The submitted methods displayed dramatic differences in accuracy, with many achieving less than 80 per cent accuracy and some methods achieving above 90 per cent. Perhaps more surprisingly, 25 per cent of teams were able to improve their performance by at least 20 per cent just by optimizing the parameters on their existing algorithms. This suggests that differences in how existing approaches are applied are critically important – perhaps more so than the choice of the method itself.
The group also demonstrated that false positives (mutations that were predicted but didn’t actually exist) were not randomly distributed in the genome but instead they were in very specific locations, and, importantly, the errors actually closely resemble mutation patterns previously believed to represent real biological signals.

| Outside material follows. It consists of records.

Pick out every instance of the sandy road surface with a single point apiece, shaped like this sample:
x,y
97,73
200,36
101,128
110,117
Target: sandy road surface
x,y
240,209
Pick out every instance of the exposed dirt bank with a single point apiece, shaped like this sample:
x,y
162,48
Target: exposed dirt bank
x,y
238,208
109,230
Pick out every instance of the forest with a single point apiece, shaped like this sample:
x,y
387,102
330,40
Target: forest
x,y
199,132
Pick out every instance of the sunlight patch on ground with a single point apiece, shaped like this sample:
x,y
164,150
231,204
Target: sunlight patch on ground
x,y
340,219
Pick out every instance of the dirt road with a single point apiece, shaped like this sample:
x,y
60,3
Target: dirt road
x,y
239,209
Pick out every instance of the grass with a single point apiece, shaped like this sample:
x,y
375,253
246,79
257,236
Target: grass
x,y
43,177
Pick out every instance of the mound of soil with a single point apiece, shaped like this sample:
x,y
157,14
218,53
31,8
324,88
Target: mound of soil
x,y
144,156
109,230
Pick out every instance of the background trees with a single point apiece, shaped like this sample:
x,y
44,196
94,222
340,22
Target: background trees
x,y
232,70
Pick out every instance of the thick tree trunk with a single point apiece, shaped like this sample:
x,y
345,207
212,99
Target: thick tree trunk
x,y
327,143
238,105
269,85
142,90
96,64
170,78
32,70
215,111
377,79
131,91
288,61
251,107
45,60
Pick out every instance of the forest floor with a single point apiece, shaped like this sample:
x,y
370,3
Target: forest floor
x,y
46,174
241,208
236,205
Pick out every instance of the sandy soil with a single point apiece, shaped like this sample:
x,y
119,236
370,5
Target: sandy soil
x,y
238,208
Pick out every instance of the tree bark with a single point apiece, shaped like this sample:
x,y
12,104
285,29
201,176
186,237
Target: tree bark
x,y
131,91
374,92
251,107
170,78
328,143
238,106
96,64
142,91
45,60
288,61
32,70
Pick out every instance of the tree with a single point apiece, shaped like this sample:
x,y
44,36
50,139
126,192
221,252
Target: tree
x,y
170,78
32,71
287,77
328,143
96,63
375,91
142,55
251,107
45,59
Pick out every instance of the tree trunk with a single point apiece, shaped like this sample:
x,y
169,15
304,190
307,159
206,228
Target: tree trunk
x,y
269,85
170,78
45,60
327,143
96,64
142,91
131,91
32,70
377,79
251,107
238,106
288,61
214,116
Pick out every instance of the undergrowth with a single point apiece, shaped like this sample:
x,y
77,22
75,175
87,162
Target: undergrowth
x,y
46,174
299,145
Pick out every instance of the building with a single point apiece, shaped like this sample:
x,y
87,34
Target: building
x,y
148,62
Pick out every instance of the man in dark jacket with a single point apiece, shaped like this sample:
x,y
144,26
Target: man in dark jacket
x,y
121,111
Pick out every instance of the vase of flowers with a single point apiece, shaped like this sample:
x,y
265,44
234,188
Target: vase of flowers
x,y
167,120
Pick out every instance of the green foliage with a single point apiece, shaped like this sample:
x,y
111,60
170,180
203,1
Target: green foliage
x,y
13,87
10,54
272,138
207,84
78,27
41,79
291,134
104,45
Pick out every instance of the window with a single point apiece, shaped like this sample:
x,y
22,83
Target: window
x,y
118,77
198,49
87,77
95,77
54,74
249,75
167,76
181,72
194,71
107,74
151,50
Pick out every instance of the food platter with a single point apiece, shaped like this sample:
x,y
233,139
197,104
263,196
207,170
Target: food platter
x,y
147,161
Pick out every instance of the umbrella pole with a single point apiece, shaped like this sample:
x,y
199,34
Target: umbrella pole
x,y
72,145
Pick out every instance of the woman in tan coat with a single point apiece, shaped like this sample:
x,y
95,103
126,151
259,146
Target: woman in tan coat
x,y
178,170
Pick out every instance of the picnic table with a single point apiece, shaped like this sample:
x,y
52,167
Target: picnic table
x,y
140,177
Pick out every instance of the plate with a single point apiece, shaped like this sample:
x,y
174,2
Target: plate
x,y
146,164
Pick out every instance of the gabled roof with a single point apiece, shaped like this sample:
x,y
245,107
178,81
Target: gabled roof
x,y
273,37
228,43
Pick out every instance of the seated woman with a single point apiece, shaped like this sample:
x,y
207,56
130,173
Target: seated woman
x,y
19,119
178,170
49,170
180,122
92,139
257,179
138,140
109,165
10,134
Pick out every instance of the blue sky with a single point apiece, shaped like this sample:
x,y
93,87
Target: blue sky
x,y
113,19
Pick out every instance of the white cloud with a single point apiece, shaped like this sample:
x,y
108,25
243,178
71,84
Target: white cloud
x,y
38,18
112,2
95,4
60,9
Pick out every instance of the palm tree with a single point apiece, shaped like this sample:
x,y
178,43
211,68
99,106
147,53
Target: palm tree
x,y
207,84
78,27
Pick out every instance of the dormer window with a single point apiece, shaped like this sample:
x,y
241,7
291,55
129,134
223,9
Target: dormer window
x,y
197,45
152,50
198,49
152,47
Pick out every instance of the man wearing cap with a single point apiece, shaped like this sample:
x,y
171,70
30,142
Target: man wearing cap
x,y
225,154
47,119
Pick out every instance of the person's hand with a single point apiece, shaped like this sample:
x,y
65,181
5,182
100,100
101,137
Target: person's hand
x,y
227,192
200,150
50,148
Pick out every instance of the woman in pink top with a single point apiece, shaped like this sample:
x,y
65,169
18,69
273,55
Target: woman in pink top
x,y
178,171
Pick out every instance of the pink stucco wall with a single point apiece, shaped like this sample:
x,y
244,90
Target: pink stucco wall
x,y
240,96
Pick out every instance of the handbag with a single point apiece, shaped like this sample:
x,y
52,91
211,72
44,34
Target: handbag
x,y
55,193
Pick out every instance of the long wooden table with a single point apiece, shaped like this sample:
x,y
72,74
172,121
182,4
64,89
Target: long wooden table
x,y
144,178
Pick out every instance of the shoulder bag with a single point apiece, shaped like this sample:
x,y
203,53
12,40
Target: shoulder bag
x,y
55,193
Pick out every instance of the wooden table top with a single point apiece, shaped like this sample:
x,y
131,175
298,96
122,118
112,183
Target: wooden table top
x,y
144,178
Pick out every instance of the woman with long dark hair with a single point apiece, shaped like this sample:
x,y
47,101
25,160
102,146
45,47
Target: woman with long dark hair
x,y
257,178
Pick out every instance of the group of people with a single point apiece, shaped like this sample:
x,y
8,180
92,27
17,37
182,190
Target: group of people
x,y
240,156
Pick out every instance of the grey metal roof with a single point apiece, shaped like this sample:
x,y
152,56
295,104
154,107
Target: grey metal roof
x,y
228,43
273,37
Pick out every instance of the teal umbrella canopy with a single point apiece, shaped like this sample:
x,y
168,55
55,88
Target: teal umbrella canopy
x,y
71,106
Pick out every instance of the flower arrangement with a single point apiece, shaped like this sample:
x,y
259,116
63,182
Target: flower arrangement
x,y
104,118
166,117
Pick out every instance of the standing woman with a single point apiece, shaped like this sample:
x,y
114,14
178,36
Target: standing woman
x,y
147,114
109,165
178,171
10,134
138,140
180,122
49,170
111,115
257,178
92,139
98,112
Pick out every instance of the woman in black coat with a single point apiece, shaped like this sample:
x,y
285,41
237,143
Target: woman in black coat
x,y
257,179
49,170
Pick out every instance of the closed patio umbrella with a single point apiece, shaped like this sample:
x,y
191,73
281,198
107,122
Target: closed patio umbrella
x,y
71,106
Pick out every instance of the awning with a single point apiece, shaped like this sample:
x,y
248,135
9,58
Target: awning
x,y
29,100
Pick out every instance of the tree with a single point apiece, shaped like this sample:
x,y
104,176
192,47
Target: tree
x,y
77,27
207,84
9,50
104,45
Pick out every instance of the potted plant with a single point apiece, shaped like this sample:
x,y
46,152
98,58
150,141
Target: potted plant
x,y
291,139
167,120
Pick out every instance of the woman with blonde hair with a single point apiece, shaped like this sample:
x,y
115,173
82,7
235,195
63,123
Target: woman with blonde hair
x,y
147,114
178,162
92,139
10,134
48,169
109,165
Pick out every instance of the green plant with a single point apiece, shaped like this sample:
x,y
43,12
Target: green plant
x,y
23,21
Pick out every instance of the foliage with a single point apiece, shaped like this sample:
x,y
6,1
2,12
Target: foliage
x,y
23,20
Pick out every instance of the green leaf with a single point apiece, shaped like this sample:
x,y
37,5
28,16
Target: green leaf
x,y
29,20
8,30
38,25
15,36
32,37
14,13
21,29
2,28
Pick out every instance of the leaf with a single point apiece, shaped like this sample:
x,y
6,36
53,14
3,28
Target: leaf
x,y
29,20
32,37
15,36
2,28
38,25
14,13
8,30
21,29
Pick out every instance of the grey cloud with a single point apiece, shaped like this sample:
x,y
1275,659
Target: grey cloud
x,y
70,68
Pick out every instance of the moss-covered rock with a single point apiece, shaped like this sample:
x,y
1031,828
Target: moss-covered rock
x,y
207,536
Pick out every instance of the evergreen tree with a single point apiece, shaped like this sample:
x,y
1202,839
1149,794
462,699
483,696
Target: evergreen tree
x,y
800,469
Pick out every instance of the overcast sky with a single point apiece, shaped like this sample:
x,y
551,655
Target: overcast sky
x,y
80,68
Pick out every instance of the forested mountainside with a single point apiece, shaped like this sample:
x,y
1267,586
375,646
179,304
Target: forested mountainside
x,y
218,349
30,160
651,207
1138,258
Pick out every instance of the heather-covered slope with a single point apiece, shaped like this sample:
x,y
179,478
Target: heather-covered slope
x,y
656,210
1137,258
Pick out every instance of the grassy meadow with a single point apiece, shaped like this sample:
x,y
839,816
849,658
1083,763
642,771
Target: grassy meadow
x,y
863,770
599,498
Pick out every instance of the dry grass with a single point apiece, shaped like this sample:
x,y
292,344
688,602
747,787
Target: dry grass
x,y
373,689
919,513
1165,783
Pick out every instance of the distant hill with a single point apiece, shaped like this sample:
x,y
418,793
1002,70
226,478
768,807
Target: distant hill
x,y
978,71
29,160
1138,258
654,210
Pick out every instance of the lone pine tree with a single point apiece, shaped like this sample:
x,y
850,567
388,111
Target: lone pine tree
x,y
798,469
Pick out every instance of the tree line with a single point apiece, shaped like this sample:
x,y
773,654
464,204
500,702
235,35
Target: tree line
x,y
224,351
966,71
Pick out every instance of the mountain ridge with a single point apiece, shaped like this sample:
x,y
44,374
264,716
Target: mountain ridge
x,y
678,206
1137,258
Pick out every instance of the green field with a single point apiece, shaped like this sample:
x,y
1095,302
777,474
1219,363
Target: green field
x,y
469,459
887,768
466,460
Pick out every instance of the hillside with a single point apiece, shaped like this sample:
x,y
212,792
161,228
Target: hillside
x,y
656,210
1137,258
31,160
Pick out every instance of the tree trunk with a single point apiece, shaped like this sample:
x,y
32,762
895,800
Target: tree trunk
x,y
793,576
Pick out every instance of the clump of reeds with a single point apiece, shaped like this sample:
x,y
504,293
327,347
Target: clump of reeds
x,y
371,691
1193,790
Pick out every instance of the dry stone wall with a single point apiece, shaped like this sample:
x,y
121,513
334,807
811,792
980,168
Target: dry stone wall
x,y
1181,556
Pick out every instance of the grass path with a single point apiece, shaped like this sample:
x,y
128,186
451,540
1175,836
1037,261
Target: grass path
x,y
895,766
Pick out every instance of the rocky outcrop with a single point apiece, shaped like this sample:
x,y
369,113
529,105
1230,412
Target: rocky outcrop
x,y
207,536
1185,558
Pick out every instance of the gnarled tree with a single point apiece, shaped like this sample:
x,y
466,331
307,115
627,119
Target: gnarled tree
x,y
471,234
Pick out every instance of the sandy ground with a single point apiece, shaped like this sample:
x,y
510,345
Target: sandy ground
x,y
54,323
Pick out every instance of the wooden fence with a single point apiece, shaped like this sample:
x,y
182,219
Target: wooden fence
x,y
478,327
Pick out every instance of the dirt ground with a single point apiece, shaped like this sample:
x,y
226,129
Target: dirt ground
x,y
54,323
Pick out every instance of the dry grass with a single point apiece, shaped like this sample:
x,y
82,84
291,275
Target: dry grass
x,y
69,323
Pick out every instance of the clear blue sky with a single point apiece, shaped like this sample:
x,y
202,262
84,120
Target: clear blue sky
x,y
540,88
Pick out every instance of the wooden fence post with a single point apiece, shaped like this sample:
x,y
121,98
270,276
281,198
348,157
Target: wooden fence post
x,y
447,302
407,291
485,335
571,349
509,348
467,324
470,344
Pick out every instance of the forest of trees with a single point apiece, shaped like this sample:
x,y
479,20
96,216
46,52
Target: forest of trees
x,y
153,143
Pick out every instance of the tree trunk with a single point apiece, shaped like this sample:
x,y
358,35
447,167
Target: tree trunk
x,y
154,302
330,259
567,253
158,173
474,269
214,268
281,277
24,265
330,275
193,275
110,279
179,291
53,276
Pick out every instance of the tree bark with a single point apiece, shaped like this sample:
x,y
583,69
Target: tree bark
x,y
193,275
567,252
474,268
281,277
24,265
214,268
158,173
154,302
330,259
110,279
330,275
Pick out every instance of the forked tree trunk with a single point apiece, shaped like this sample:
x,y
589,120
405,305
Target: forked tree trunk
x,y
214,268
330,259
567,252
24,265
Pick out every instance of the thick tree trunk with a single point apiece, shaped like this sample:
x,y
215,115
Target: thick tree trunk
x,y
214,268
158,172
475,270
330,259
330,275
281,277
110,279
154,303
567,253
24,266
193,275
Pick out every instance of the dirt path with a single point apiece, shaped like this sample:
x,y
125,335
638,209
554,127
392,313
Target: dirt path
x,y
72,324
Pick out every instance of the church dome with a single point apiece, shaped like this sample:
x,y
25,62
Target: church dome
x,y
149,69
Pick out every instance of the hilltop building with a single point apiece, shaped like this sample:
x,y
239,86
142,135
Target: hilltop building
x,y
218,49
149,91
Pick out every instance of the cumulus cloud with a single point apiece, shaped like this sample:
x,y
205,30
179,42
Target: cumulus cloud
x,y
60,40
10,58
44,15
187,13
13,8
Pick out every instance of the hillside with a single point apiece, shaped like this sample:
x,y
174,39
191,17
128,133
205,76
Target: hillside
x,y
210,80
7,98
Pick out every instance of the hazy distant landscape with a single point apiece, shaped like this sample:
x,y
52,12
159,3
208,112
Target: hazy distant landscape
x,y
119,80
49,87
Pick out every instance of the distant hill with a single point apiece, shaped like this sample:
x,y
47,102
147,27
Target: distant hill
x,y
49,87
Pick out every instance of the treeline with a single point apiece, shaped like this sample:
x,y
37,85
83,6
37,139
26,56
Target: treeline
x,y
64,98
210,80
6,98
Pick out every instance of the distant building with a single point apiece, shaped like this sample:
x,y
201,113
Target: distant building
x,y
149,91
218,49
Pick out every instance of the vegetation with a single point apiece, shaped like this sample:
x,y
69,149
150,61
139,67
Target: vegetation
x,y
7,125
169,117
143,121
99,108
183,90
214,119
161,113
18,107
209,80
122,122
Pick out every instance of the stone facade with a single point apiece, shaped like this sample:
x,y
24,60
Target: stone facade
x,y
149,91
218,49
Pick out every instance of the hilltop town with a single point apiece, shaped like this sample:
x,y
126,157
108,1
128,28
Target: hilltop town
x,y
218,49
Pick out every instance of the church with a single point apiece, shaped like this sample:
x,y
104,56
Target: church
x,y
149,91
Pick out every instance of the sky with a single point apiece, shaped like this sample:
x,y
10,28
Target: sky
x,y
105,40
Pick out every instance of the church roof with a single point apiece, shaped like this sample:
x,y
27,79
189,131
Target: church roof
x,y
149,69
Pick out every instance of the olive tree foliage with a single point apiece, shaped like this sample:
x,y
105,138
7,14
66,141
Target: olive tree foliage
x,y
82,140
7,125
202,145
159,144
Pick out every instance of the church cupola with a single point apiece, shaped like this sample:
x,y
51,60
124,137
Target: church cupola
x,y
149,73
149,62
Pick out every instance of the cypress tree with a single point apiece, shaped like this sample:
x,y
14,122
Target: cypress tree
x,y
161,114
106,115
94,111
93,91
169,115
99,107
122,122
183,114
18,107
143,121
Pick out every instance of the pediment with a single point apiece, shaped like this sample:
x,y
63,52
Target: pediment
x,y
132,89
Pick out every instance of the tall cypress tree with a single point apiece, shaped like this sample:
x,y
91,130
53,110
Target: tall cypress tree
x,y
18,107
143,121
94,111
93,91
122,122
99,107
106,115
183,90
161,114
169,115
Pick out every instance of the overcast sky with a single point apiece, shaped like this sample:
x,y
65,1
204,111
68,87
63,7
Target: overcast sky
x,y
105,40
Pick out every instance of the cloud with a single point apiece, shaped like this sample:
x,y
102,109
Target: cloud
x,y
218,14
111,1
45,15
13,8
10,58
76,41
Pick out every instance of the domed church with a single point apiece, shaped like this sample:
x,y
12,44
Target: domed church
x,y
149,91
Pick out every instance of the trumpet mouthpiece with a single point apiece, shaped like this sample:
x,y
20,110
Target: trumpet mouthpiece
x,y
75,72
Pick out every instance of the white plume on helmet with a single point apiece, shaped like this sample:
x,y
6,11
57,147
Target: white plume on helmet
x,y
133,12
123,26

“Overall these findings demonstrated that the best way to analyze a human genome is to use a pool of multiple algorithms,” said co-lead author Kathleen Houlahan, a Junior Bioinformatician at the Ontario Institute for Cancer Research working with the Challenge lead, Dr. Paul Boutros. “There is a lot of value to be gained in working together. People around the world are already using the tools we’ve created. These are just the first findings from the Challenge, so there are many more discoveries to share with the research community as we work through the data and analyze the results.”
“Science is now a team sport. As a research community we’re all on the same team against a common opponent,” said Dr. Adam Margolin, Director of Computational Biology at Oregon Health & Science University and co-organizer of the challenge. “The only way we’ll win is to tackle the biggest, most challenging problems as a global community, and rapidly identify and build on the best innovations that arise from anywhere. All of the top innovators participated in this Challenge, and by working together for a year, I believe we’ve advanced our state of knowledge far beyond the sum of our isolated efforts.”
“Paul and the whole team have done something truly exceptional with this Challenge. By leveraging the SMC Challenge to establish a living community benchmark, the Challenge organizers have made it run more like an “infinite game” where the goal is no longer one of winning the Challenge but instead of constantly addressing an everchanging horizon,” said Dr. Stephen Friend, President of Sage Bionetworks. “And given the complex heterogeneity of cancer genomes and the rapid rate with which next generation sequencing technologies keep changing and evolving, this seems like an ideal approach to accelerate progress for the entire field.”
“We owe it to cancer patients to interpret tumour DNA information as accurately as we can. This study represents yet another great example of harnessing the power of the open, blinded competition to take a huge step forward in fulfilling that vision,” said Josh Stuart, professor of biomolecular engineering at UC Santa Cruz and a main representative of The Cancer Genome Atlas project among the authors. “We still have important work ahead of us, but accurate mutation calls will give a solid foundation to build from.”